Imagen de archivo de Brico Depôt en el centro comercial Parque Astur de Trasona. /LVA
Imagen de archivo de Brico Depôt en el centro comercial Parque Astur de Trasona. / LVA

La cadena, con cincuenta trabajadores en Trasona, asegura que «de momento» mantendrá su actividad

ALBERTO SANTOS / EUROPA PRESSAVILÉS / MADRID

El grupo británico Kingfisher, presente en el mercado español a través de la cadena de tiendas de bricolaje Brico Depôt, ha anunciado que abandonará la Península Ibérica, donde cuenta con 31 establecimientos entre ellos el del centro comercial Parque Astur en Trasona, para concentrarse en aquellos países donde cuenta con una cuota de mercado significativa. En el caso de la tienda en la comarca de Avilés, la plantilla asciende a cincuenta trabajadores. Fuentes de Brico Depôt han asegurado a este periódico que el anuncio del grupo no significa el cierre inmediato de las tiendas, «puesto que está todo en una fase muy inicial». Según fuentes sindicales, el grupo británico les abría comunicado que abre un proceso de venta de sus tiendas en la Península Ibérica.

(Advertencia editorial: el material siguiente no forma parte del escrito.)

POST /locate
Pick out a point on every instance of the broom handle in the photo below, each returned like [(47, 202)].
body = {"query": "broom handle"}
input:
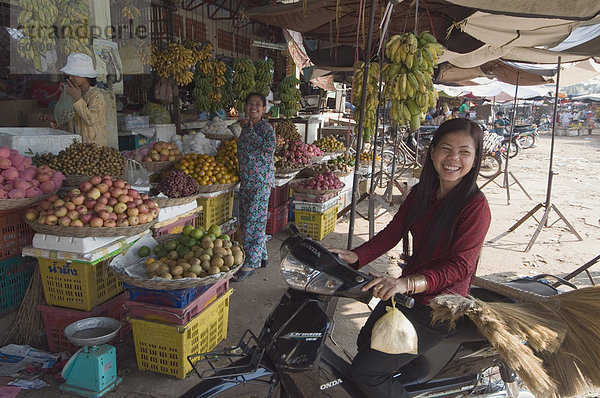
[(509, 291)]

«Estamos comprometidos con nuestro plan de crear un negocio fuerte a largo plazo», explicó la consejera delegada del grupo británico, Véronique Laury, añadiendo que «la decisión de salir de Rusia, España y Portugal forma parte de este compromiso».

Según los datos de la compañía, presente en el mercado español desde 2003, Brico Depôt Iberia cuenta con 31 tiendas abiertas en España y Portugal, de las que 27 corresponden a España, y con un total de más de 1.700 trabajadores.

En su último ejercicio fiscal, Brico Depôt España logró un beneficio operativo de 2 millones de libras esterlinas (2,2 millones de euros), mientras que el negocio portugués registró pérdidas de explotación por importe de 2 millones de libras (2,2 millones de euros).

«Esto nos permitirá aplicar nuestra estrategia con mayor enfoque y eficacia en nuestros mercados principales, donde contamos o podemos alcanzar una posición de liderazgo», apostilló Laury.

En el tercer trimestre de su año fiscal, las ventas de Kingfisher sumaron 3.048 millones de libras (3.426 millones de euros), un 0,2% más que un año antes, aunque en términos comparables disminuyeron un 1,3%. El negocio de la compañía en la Península Ibérica mejoró un 0,9% entre agosto y octubre, hasta 87 millones de libras (98 millones de euros).